Written by Jeff Keltner, SVP Business Development
A person’s credit score, a three-digit number, tends to play a significant role in qualifying for consumer loans and other credit products. A credit score is supposed to represent a consumer's “creditworthiness,” or how risky they are for a lender, however, it doesn’t provide an accurate picture.
The purpose of credit scores
Credit scores generally serve two purposes:
- They help lenders underwrite risk. A borrower’s credit score helps lenders determine if that person is a good fit for a product.
- They give consumers some sense of their creditworthiness. A person can get an idea of what products they might apply for, which ultimately depends on lenders using that score for underwriting.
The issue with a credit score is that it’s a singular number meant to demonstrate an individual’s creditworthiness. As an “average” of numerous factors, it doesn’t tell the entire story.
Why credit scores are flawed
The issue with a credit score is that it’s a singular number meant to demonstrate an individual’s creditworthiness. As an “average” of numerous factors, it doesn’t tell the entire story. A consumer can be highly creditworthy for some types of credit and non-creditworthy for others, which isn't communicated to potential lenders. Thus, lenders have a very limited understanding of a prospective borrower’s risk across multiple products.
Let’s say we’re talking about a $500, $5,000 and $50,000 loan vs. a $5 million mortgage for one consumer. Consumers should have very different elements of creditworthiness for each product, but with a credit score, do not.
The idea of a lower credit score requirement for some products and a higher requirement for others might make intuitive sense. The problem is that it could leave out a lot of prospective borrowers who might be extremely creditworthy for smaller dollar, shorter duration loans. While they might be creditworthy for a credit card, they might be too risky for a mortgage. Their credit score, however, could prevent them from obtaining either.
In essence, the idea that a single credit score can capture a consumer’s creditworthiness is innaccurate, especially when a lender is applying that same score across multiple — and very different — products.
On the consumer side
For consumers, a way to see what types of products they might qualify for and, more importantly, what they can do to become more creditworthy, can be extremely helpful.
The real value is how a consumer can improve their likelihood of qualifying or getting approved for credit in the future.
An alternative solution
A single credit score isn’t enough to give lenders an accurate representation of a prospective borrower’s creditworthiness.
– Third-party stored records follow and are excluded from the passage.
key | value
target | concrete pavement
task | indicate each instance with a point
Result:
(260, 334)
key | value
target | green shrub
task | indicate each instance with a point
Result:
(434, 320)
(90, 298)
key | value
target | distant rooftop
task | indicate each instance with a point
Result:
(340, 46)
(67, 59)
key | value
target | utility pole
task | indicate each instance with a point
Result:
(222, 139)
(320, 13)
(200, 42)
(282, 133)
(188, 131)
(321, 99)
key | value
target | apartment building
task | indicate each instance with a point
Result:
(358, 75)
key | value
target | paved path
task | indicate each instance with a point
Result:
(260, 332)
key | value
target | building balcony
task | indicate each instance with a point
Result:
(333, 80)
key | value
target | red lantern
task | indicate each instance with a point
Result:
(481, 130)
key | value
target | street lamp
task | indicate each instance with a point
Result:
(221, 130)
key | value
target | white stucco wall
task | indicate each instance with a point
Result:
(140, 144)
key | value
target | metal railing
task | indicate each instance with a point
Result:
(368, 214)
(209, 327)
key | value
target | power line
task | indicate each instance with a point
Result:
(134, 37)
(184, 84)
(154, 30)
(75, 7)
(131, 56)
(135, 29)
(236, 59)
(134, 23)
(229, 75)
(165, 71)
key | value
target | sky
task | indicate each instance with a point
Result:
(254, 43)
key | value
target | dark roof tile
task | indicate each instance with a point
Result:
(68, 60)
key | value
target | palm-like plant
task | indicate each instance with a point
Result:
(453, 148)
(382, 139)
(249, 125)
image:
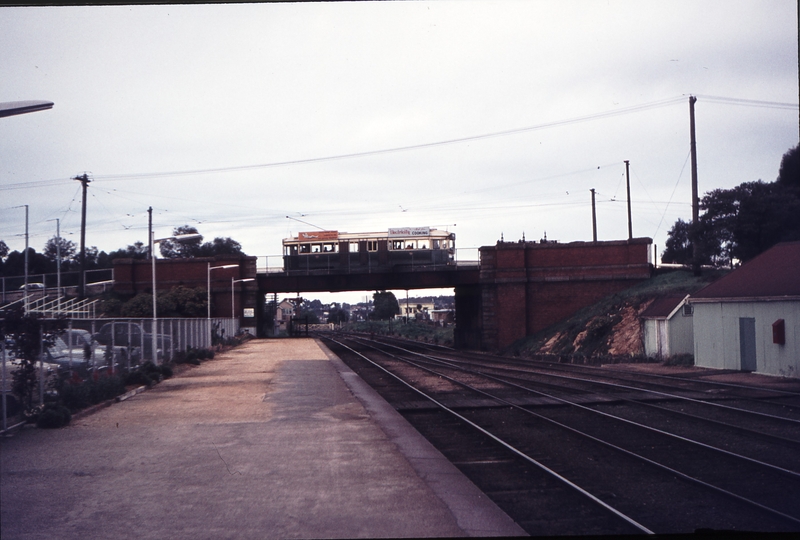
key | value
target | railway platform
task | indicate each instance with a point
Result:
(274, 439)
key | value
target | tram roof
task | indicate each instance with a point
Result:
(368, 236)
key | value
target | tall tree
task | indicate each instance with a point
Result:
(739, 223)
(68, 251)
(221, 246)
(678, 246)
(789, 172)
(184, 249)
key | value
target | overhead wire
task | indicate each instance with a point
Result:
(502, 133)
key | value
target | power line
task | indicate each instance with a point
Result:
(503, 133)
(748, 102)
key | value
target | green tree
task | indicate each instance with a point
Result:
(221, 246)
(68, 251)
(137, 250)
(384, 305)
(741, 222)
(183, 249)
(789, 172)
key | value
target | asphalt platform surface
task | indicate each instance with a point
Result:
(274, 439)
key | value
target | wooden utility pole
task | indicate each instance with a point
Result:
(84, 180)
(150, 232)
(628, 182)
(695, 200)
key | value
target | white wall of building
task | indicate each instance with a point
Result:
(716, 335)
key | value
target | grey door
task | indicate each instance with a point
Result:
(747, 343)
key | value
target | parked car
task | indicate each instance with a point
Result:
(132, 335)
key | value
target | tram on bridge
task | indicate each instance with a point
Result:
(403, 248)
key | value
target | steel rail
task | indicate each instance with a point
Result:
(606, 443)
(558, 366)
(754, 433)
(631, 378)
(646, 390)
(506, 445)
(780, 470)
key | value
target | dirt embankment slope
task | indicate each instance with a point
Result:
(611, 327)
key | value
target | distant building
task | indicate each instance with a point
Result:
(284, 313)
(416, 308)
(667, 327)
(749, 320)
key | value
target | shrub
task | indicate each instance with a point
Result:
(76, 396)
(138, 378)
(53, 416)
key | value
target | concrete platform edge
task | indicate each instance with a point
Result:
(474, 512)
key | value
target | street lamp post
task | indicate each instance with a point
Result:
(153, 242)
(58, 260)
(233, 315)
(210, 268)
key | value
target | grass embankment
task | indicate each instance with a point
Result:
(610, 330)
(416, 330)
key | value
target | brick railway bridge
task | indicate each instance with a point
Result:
(517, 288)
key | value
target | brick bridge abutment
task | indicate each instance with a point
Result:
(524, 287)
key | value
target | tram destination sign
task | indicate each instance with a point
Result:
(318, 236)
(409, 231)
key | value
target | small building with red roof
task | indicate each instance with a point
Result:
(749, 320)
(667, 327)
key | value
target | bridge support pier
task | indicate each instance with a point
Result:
(525, 287)
(467, 333)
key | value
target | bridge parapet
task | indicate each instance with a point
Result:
(528, 286)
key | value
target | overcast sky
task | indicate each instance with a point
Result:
(488, 118)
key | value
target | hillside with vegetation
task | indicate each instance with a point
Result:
(609, 330)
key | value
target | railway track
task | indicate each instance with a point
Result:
(579, 452)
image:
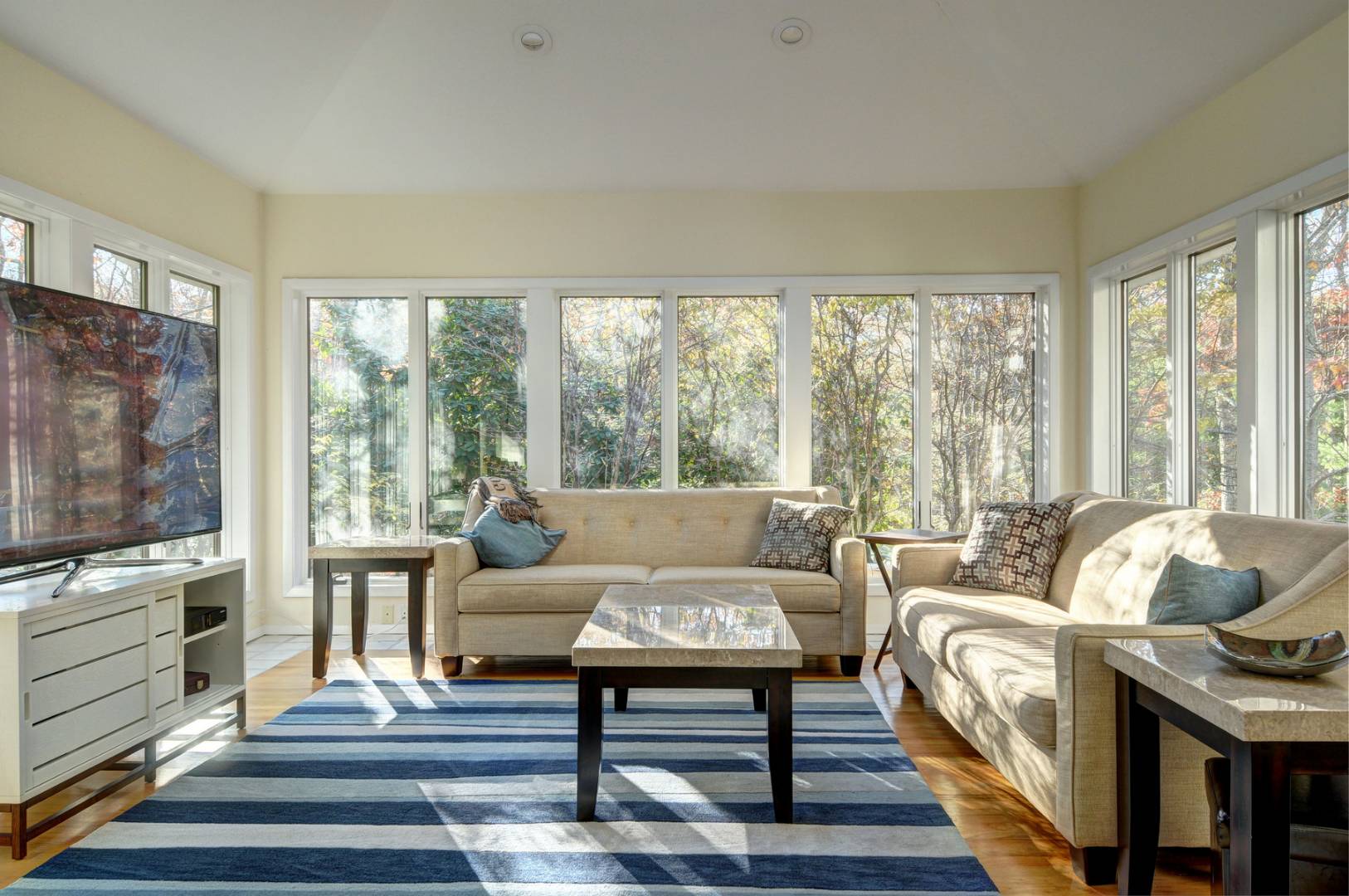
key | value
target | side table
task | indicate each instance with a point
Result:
(900, 536)
(360, 558)
(1269, 728)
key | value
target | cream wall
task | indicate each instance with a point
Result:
(655, 234)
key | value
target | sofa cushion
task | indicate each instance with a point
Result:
(553, 587)
(931, 614)
(1012, 670)
(796, 592)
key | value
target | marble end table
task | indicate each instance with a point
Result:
(684, 635)
(1269, 728)
(413, 555)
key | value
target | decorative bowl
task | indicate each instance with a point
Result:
(1298, 657)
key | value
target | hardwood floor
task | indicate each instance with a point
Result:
(1020, 849)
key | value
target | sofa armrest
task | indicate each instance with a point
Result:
(455, 559)
(923, 564)
(847, 564)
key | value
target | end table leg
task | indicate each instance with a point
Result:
(323, 617)
(590, 740)
(780, 743)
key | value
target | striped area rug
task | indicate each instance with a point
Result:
(469, 787)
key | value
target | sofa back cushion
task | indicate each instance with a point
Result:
(1114, 551)
(656, 528)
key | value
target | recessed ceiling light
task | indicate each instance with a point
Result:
(792, 34)
(533, 38)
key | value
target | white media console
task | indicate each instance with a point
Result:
(92, 676)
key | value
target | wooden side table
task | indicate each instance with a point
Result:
(1269, 728)
(360, 558)
(900, 536)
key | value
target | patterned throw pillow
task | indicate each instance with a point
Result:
(799, 534)
(1012, 547)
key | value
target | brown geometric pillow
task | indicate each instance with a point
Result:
(799, 534)
(1012, 547)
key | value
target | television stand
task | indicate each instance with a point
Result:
(75, 567)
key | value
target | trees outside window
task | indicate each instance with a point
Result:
(728, 390)
(611, 392)
(1325, 361)
(1147, 426)
(1213, 275)
(475, 400)
(982, 404)
(862, 405)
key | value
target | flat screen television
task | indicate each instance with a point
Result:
(110, 426)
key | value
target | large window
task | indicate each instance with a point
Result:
(358, 419)
(862, 405)
(15, 249)
(1213, 288)
(475, 400)
(1147, 400)
(1323, 265)
(728, 390)
(611, 392)
(119, 278)
(982, 404)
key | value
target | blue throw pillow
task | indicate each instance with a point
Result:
(1190, 592)
(501, 543)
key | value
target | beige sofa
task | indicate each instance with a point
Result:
(1025, 683)
(641, 536)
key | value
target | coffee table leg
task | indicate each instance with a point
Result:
(780, 743)
(590, 740)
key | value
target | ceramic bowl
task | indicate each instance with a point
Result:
(1298, 657)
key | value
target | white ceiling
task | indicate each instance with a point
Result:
(409, 96)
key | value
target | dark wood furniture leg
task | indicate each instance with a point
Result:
(780, 743)
(359, 610)
(590, 740)
(1137, 787)
(417, 616)
(323, 617)
(1260, 818)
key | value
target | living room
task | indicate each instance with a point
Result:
(426, 420)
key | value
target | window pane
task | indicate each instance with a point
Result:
(728, 390)
(475, 400)
(1147, 389)
(862, 405)
(611, 393)
(118, 278)
(1325, 362)
(192, 299)
(358, 417)
(1215, 288)
(982, 404)
(15, 247)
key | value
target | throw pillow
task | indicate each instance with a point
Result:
(501, 543)
(799, 534)
(1191, 592)
(1012, 547)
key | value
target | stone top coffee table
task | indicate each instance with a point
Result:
(683, 635)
While they might not qualify for a high-dollar loan, they could be perfectly creditworthy for small-dollar loans or a credit card. Unfortunately, their credit score might not show this, which is why lenders need a different approach.
Rather than thinking of a credit score as one number per person, a better way would be to score per credit product for one person. Then, lenders might get a more accurate picture of a borrower’s actual creditworthiness and ultimately, approve more borrowers without increasing risk.